Sin embargo, por el solo hecho de escribir, el autor prueba que no se habla solamente a sí mismo: si lo hiciera –señala R. Barthes– le bastaría una especie de nomenclatura espontánea de sus sentimientos, puesto que el lenguaje es inmediatamente su propio nombre. Obligado a traducir su vida en lenguaje, a elegir las palabras, ya no se trata de la experiencia vivida, sino de la comunicación de esa experiencia, y la lógica que estructura los hechos no es la de la sinceridad, sino la del lenguaje.
Aceptada esa ambigüedad es posible intentar la tarea de descifrar un texto autobiográfico: se trata, en definitiva, de rescatar las significaciones que una subjetividad ha dejado caer, ha iluminado en el acto de contarse: espejo y máscara, ese hombre habla de sí al hablar del mundo y a la vez nos muestra el mundo al hablar de sí mismo.
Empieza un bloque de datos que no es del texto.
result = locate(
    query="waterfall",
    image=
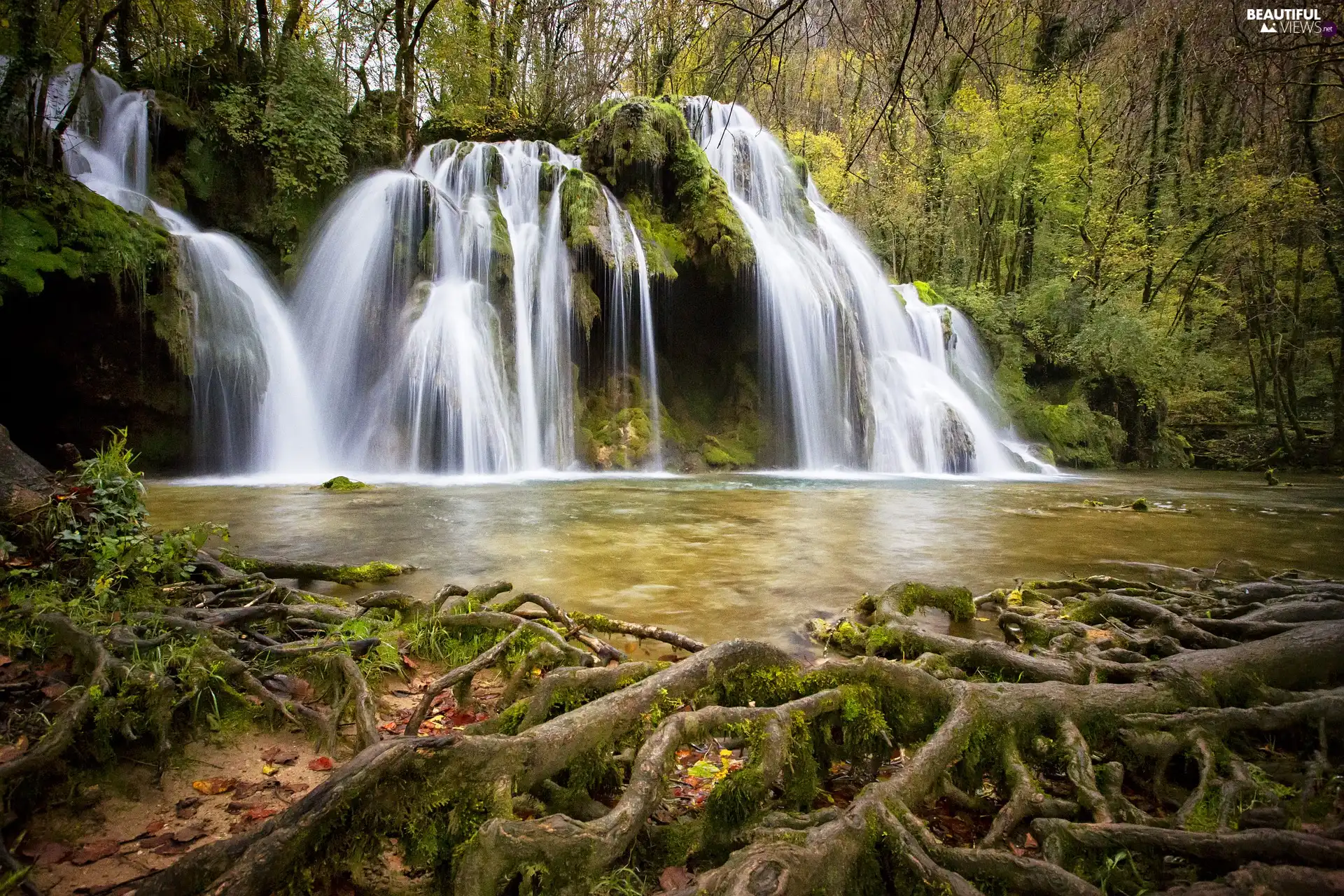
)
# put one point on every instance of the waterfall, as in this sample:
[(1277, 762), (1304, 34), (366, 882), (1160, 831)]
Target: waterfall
[(428, 365), (435, 331), (860, 374), (252, 407), (622, 318), (106, 146)]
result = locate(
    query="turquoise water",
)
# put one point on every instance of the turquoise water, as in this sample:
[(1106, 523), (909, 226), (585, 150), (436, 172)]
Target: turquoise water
[(756, 555)]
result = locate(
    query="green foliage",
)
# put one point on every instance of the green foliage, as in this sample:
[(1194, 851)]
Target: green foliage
[(956, 601), (344, 484), (644, 150), (57, 226)]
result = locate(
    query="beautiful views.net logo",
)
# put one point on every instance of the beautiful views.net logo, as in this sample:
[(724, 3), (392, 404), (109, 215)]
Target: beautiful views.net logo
[(1307, 22)]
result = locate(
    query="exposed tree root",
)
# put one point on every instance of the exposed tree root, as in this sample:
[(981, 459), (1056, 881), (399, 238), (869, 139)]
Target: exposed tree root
[(1117, 723)]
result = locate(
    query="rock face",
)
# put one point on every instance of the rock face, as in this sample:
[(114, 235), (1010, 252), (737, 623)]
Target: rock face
[(23, 481)]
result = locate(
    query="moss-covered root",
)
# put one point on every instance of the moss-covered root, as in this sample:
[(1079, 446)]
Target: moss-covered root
[(307, 571), (569, 855), (909, 597)]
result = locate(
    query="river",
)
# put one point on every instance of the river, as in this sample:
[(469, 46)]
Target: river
[(756, 555)]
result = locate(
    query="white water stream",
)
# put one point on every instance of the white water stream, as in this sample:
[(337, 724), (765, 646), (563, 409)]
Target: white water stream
[(860, 374), (432, 327)]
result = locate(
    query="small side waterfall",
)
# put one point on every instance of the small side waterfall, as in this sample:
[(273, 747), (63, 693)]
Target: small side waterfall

Es preciso acorralar esas presencias tan esquivas en todos los rincones: saber que ciertos escamoteos, ciertos énfasis, ciertas traiciones del lenguaje son tan relevantes como la “confesión” más explícita.
Como ningún otro texto, la autobiografía necesita del lector para completar el círculo de su expresividad: cerrada en sí mismo esa subjetividad se ciega, es el lector quien rompe el monólogo, quien le otorga sentidos que no estaban visibles.
No se trata de dejarse anonadar por el subjetivismo (después de todo, una mera ilusión del discurso) ni de levantar las armas contra él, refugiándose en no se qué distancia hipotética de la tercera persona (después de todo, otra ilusión del discurso). De lo que se trata es de leer las lagunas, el no-lugar de la articulación en la que el testimonio tiene lugar[150].
Se trate de Los rubios, la ejemplar película documental de Albertina Carri (que no solo reduplica el yo, sino que además brinda testimonio de dos cosas bien distintas), o de Portarretratos, el extraordinario ciclo coordinado por María Moreno en el Canal de la Ciudad (donde el plural del título indica que la serie de doce programas funciona como una sucesión de marcos de un retrato mudo, precisamente el de María Moreno, que acompaña desde el ángulo superior derecho de la pantalla el discurso de aquellos a los que ha convocado para que, al decirse, digan lo que ella no puede decir sobre sí), lo que importa no es tanto la verdad de lo dicho sino la experiencia que se hace en cada uno de esos testimonios. Se trata solo del pase del testigo, aunque el testigo venga a decirnos que nada sabe y ni siquiera (o sobre todo) por qué se ha puesto a hablar ni en nombre de qué causa.
“Así considerado”, concluía Benjamin, cuyas palabras robo sin hacerlo responsable de mis propias conclusiones, “el narrador es admitido junto al maestro y al sabio”[151]. Y no porque los respectivos regímenes de verdad se correspondan, sino porque el régimen de experiencia del testigo (lo que Benjamin llama “narración” en “El narrador”) adquiere idéntico valor ético (si no mayor) que el del historiador o el pedagogo.